More inappropriate questions the IRS asked groups they did not like.

1, Explain the purpose of your group and what you hope to accomplish with half the citizenry and the entire weight of the government against you.
2. We think you should change the name of your group from “The West Sitzfield Tea Party Patriot Group” to “The Ignorant Knuckle-dragging Gun-clinging Bible-thumping Tea-baggers of West Sitzfield.” Okay with you?
3. Describe the prayers your group engages in and the sacrifices you intend to make.
4. Do you have any friends in Congress we should know about?
5. Why does your organization hate America?
6. Solve for x:
6x-7 + 3x-5 = 5x + 78
4         7           28
7. Name all the signers of the Declaration of Independence and their shoe sizes.

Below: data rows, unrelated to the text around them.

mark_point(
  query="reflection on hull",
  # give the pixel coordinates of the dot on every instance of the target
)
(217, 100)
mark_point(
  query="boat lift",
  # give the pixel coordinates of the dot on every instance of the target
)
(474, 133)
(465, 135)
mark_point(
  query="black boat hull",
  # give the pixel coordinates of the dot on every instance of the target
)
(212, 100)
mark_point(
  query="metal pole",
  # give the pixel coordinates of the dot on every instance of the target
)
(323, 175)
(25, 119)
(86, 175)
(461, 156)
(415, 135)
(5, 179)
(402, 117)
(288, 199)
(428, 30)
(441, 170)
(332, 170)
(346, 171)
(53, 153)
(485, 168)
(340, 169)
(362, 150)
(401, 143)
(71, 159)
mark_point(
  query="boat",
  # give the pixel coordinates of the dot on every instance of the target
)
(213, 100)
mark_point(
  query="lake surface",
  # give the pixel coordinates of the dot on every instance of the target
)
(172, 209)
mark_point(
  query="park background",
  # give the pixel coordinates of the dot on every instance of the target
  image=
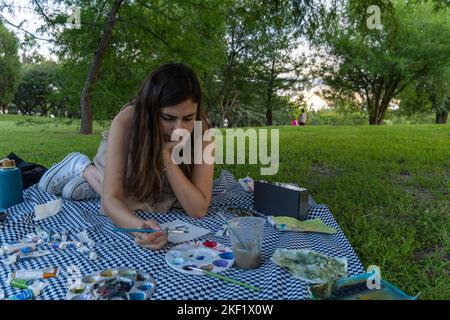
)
(376, 89)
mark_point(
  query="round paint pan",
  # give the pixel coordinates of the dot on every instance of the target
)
(115, 284)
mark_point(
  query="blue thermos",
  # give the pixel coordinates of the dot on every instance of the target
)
(11, 192)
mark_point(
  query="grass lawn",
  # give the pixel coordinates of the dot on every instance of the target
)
(388, 187)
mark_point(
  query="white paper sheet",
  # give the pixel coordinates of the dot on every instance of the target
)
(194, 231)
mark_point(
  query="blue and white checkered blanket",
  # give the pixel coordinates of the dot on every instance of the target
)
(119, 249)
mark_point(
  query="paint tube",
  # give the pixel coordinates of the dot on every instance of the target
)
(87, 251)
(33, 291)
(65, 245)
(35, 274)
(15, 257)
(83, 236)
(34, 254)
(65, 236)
(11, 259)
(56, 237)
(16, 247)
(19, 283)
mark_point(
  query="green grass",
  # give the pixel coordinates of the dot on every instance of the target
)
(388, 186)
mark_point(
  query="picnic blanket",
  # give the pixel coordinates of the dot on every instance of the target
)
(119, 249)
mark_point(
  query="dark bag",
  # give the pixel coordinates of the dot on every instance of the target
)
(31, 172)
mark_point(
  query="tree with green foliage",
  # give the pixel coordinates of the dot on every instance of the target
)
(39, 91)
(431, 94)
(9, 66)
(112, 51)
(378, 64)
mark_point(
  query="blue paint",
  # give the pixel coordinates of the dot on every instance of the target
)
(220, 263)
(178, 261)
(227, 255)
(188, 268)
(145, 287)
(137, 296)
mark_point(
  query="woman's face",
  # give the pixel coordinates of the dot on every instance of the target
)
(180, 116)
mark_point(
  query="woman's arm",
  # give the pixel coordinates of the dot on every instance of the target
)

8. Who put the bomp (in the bomp bomp bomp)?
9. Submit all medical receipts for the last 10 years (the IRS will be taking over your medical care shortly).

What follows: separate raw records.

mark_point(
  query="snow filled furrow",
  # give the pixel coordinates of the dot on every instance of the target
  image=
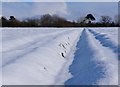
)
(60, 56)
(38, 64)
(10, 56)
(93, 63)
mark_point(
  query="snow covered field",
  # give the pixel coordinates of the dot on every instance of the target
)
(74, 56)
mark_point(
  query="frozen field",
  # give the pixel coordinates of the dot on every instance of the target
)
(75, 56)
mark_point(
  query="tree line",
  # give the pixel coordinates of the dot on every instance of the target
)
(48, 20)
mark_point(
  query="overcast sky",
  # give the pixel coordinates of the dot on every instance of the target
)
(69, 10)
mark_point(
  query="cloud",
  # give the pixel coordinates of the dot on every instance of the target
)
(50, 8)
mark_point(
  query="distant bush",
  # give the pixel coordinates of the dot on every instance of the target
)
(48, 20)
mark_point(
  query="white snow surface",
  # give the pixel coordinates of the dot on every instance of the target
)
(58, 56)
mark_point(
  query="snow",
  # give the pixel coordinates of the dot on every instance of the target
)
(59, 56)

10. What is the average airspeed velocity of an unladen swallow? Show all work.
11. What does your organization plan to do to raise money? Because bake sales are right out. (Executive Order re: Office of the First Lady)
12. To which Higher Power will your group’s prayers be directed? 
___ the state  
___ Mammon  
___some lesser being
13. What is that which in the morning goeth upon four feet; upon two feet in the afternoon; and in the Evening upon three?

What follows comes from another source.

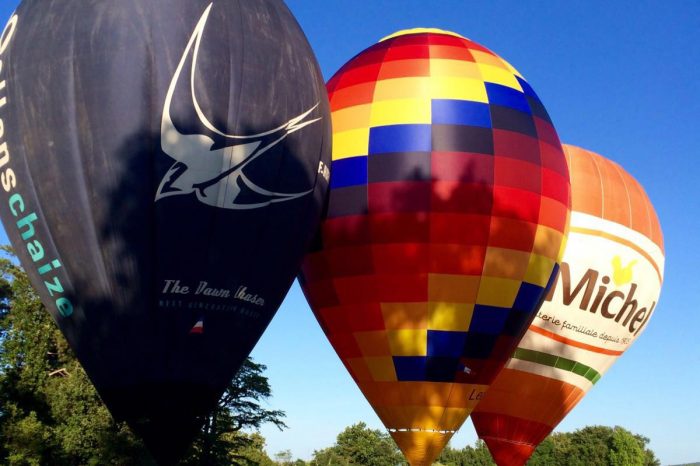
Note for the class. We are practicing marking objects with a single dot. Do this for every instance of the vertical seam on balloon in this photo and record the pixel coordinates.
(627, 192)
(86, 186)
(592, 158)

14. Watch the Star Trek and Gilligan’s Island parodies made by our staff with $60,000 of taxpayer money. What did you think?
___Great
___Excellent
___Superb
___Worth every penny
___I do not wish to get my group’s tax status approved in this lifetime
15. Provide a complete list of your donors, their middle names, their pets, and an inventory of their guns and sharp objects.
16. Why does your organization hate the president? Are they racists?
17. Do you like gladiator movies?
18. Who wrote the book of love?
19. What do you intend to do with all the money you raise? Submit receipts for all purchases in advance of your making them.
20. What have I got in my pocket?
21. Where oh where has my little dog gone?
22. How does your organization intend to meet? Church basement socials? That’s so lame.
23. Wouldn’t your oxygen be better used by someone more committed to the same values as the IRS?
24. Describe the violence your group intends to commit.
25. What are you wearing?
26. If this blows up in our faces, you will remember that it’s all Cincinnati’s fault, right?